The main recommendations of the Working Group are that Luxembourg should:
* introduce promptly liability of legal persons for foreign bribery. Currently, prosecution and thus conviction of companies that engage in bribery remains impossible because legal persons cannot be held liable for criminal offences
* reinforce its mechanisms for combating bribery by making it easier for its judicial authorities to obtain information held by banking institutions in the Grand Duchy.
* introduce effective, dissuasive and proportionate sanctions for companies and guarantee the jurisdiction of the Luxembourg courts over acts of bribery committed abroad by Luxembourg companies.
* step up its efforts to make SMEs aware of the crime of bribing foreign public officials, and introduce a whistleblower protection system.

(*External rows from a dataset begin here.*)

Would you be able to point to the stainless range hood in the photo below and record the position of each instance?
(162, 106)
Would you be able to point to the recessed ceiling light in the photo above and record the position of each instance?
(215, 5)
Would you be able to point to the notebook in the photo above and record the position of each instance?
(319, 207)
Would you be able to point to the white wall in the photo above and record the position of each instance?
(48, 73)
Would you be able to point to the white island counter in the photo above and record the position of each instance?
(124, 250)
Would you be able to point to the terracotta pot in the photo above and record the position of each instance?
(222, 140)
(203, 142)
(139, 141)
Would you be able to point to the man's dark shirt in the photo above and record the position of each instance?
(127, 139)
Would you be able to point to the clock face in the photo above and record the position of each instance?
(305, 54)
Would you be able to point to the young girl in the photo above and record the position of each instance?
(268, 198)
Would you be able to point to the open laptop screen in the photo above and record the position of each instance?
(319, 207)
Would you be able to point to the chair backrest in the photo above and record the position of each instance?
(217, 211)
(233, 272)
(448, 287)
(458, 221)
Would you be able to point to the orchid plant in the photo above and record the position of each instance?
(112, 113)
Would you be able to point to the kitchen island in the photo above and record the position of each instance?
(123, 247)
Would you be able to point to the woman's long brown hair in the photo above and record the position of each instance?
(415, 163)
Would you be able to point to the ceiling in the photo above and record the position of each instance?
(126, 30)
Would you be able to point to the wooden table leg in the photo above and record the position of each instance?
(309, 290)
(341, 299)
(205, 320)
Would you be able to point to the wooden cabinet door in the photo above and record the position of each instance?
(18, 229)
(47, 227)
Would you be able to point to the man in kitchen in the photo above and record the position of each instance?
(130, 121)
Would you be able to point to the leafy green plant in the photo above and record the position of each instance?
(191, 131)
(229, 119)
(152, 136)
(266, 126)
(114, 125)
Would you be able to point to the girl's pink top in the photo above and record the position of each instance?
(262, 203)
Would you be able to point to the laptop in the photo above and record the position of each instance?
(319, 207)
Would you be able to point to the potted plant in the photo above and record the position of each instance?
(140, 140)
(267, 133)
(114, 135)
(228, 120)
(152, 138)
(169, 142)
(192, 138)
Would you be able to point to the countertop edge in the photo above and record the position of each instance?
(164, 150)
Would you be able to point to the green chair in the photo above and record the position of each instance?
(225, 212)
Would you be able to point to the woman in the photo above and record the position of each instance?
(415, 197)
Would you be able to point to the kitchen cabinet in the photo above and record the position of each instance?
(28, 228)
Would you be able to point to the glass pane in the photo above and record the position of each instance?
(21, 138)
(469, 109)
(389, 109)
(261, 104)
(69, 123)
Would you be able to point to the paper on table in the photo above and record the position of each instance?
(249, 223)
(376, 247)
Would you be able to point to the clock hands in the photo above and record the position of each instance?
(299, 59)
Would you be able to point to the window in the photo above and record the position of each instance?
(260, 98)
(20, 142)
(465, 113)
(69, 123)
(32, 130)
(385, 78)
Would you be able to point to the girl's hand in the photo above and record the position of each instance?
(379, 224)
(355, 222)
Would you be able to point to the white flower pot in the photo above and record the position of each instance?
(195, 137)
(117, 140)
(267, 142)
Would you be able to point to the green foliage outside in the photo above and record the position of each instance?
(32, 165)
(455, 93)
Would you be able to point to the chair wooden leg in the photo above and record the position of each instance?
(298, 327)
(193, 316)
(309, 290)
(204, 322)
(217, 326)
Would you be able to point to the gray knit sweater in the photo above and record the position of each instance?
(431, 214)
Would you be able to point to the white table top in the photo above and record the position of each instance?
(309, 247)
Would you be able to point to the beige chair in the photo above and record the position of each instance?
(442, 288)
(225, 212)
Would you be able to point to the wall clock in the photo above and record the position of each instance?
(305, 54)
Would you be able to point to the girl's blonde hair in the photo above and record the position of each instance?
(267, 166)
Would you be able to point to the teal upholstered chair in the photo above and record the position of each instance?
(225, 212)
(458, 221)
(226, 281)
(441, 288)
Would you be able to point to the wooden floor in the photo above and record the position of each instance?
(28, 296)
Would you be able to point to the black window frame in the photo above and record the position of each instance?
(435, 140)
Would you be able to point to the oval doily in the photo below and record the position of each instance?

Among the steps that Luxembourg has taken, the Working Group highlighted the creation of a Corruption Prevention Committee, which is expected to do much in raising bribery awareness among the players concerned and to improve interagency coordination, and the introduction of anti-bribery mechanisms in agencies responsible for export credit insurance and development cooperation. The Group also welcomed the draft law on interagency and judicial cooperation, which should enhance the capacity of the Luxembourg tax authorities to detect bribes and to provide the judicial authorities, at all stages of criminal proceedings, with the information needed to establish the offence of bribery.